A benefit offered by blogging is that it offers the same kind of personal definition that is available through writing in many other forms. If you write letters, keep a journal, or write a column for a paper, you have to undergo a period of reflecting and personal definition that non-writers simply don't do.

A point about this blog is because I am writing a letter to you and receiving a letter in response, it becomes an interaction as opposed to an individual process. New ideas will develop as a function of interaction that would not otherwise come out writing by myself. And this latter principle is a feature of the blogging world. You can find people who express interests close to your own just by searching the blogosphere. You can interact with people world away by commenting on their blog posts. For someone growing up in Farmland, USA with a lot of intelligence and interests about the world, the Internet becomes a liberating force.

I think a powerful cultural/psychological debate to have is, should a person engage people in their immediate surroundings and give up personal interests in order to pursue friendships? Or should a person give up people in immediacy in favor of an Internet community where they can truly engage their mind? I lean towards the second option, but it's worth acknowledging that you stand to lose the potential for people dissimilar from you to expand your horizons. Although if you're into Russian literature and the boys are into drinking brewskis and singing Kid Rock on tha karaoke, I don't know how much horizon expansion is going on.

(By the way, as we were driving through Indiana's countryside last July 4th, I remember pointing out how it was fascinating to consider how it was likely that every one of those houses had Internet, so children and teenagers there were experiencing a childhood completely unlike children living there before 1998/1999 (or whenever Internet penetration reached Indiana's countryside).
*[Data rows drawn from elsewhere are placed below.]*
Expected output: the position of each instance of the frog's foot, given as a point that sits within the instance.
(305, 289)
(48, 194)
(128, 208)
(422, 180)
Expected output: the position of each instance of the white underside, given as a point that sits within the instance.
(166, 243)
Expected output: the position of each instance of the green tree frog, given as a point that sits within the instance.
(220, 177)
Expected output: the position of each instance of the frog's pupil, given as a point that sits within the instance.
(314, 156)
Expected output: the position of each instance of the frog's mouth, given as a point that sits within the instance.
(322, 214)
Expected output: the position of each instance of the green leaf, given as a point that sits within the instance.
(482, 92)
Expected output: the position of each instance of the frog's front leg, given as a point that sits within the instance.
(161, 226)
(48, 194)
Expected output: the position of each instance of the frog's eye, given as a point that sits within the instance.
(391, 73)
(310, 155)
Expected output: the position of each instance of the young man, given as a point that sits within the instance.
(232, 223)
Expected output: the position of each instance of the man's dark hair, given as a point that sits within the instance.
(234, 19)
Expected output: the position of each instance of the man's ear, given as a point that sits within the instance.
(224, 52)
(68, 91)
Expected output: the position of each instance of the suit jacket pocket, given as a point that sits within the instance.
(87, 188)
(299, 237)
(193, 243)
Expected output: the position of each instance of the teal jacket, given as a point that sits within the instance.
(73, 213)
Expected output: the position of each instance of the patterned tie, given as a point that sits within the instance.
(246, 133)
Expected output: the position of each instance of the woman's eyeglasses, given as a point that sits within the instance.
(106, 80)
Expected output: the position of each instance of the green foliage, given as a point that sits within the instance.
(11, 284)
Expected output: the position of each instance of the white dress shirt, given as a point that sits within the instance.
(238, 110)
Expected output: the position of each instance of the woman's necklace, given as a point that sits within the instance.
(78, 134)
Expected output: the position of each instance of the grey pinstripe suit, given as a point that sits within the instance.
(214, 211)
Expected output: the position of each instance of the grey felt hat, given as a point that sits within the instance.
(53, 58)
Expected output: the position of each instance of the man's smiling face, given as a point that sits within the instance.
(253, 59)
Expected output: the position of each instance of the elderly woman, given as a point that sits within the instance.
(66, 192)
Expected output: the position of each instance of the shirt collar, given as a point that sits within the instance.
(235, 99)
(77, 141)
For that matter, young countryside Hoosiers have the same experience as a kid in Manhattan or Silicon Valley. And this dramatic change--from spending time outside and watching television to spending more time on the computer interacting on Facebook and YouTube--happened in less than 10 years time!)
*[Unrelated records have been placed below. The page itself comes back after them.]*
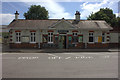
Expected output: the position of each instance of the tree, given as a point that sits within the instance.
(104, 14)
(36, 12)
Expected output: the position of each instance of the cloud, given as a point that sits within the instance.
(88, 7)
(5, 19)
(55, 10)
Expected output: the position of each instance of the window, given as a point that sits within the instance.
(32, 37)
(45, 38)
(56, 39)
(70, 39)
(103, 37)
(25, 39)
(50, 37)
(80, 38)
(18, 37)
(75, 37)
(91, 38)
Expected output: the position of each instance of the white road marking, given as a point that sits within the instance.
(59, 57)
(76, 57)
(106, 56)
(27, 58)
(67, 57)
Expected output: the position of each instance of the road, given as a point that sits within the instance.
(60, 65)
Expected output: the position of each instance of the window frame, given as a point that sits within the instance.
(18, 37)
(75, 35)
(50, 37)
(32, 37)
(91, 34)
(103, 36)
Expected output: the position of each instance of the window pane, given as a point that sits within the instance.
(75, 39)
(34, 39)
(103, 39)
(90, 39)
(70, 39)
(80, 38)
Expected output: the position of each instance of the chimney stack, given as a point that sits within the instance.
(16, 15)
(77, 16)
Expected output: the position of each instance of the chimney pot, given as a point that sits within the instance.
(77, 15)
(16, 15)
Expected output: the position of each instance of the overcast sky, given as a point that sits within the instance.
(57, 8)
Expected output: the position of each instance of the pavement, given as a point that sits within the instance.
(5, 48)
(57, 65)
(57, 50)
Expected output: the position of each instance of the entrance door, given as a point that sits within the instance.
(62, 41)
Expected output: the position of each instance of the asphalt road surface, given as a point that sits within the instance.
(60, 65)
Another big benefit of blogging is that your writings are being attended to by other people. An obvious point, I know. But the fact that we can broadcast our ideas and interested people can tune in and read our thoughts is an intriguing idea. Rhoni told me how her friend Jeremy automatically keeps track of and shares his runs on Facebook (he uses Nike+, I think). He told her that knowing other people will view his progress is a huge motivation to run. I think this point is fascinating. Most people run for its intrinsic incentive: to keep fit and keep the body's physiology in order. Now the main motivation is extrinsic: we want others to view our runs. (Though, to be fair, I think extrinsic incentives existed before Nike+ in the form of marathons. White people love marathons.)

Lastly, I'll say that blogging has importance in one more manner that is similar to other instantiations of writing: there is a huge benefit to creating. Writing is much more valuable than talking because you're bringing something into existence in a way that has permanence.

That's it for now. Up next: Reflections on Gladwell's Outliers.

Hope you're enjoying the Florida sun,

Elliot

(* I forgot Daryl Bem's self-perception theory, so I first searched Google to no avail. Then I asked Aardvark, and before I got any responses on Aardvark, I took the question I used on Aardvark and Googled with it again. This time I got a hit. That is to say, the whole process of having to crystallize a question for others to understand made it clearer for me. Although the only person who got the answer correct on Aardvark is a fascinating young researcher situated in Cambridge. If I were to continue the conversation, it would be a fascinating connection. Think about the role of the Internet and social networks now!)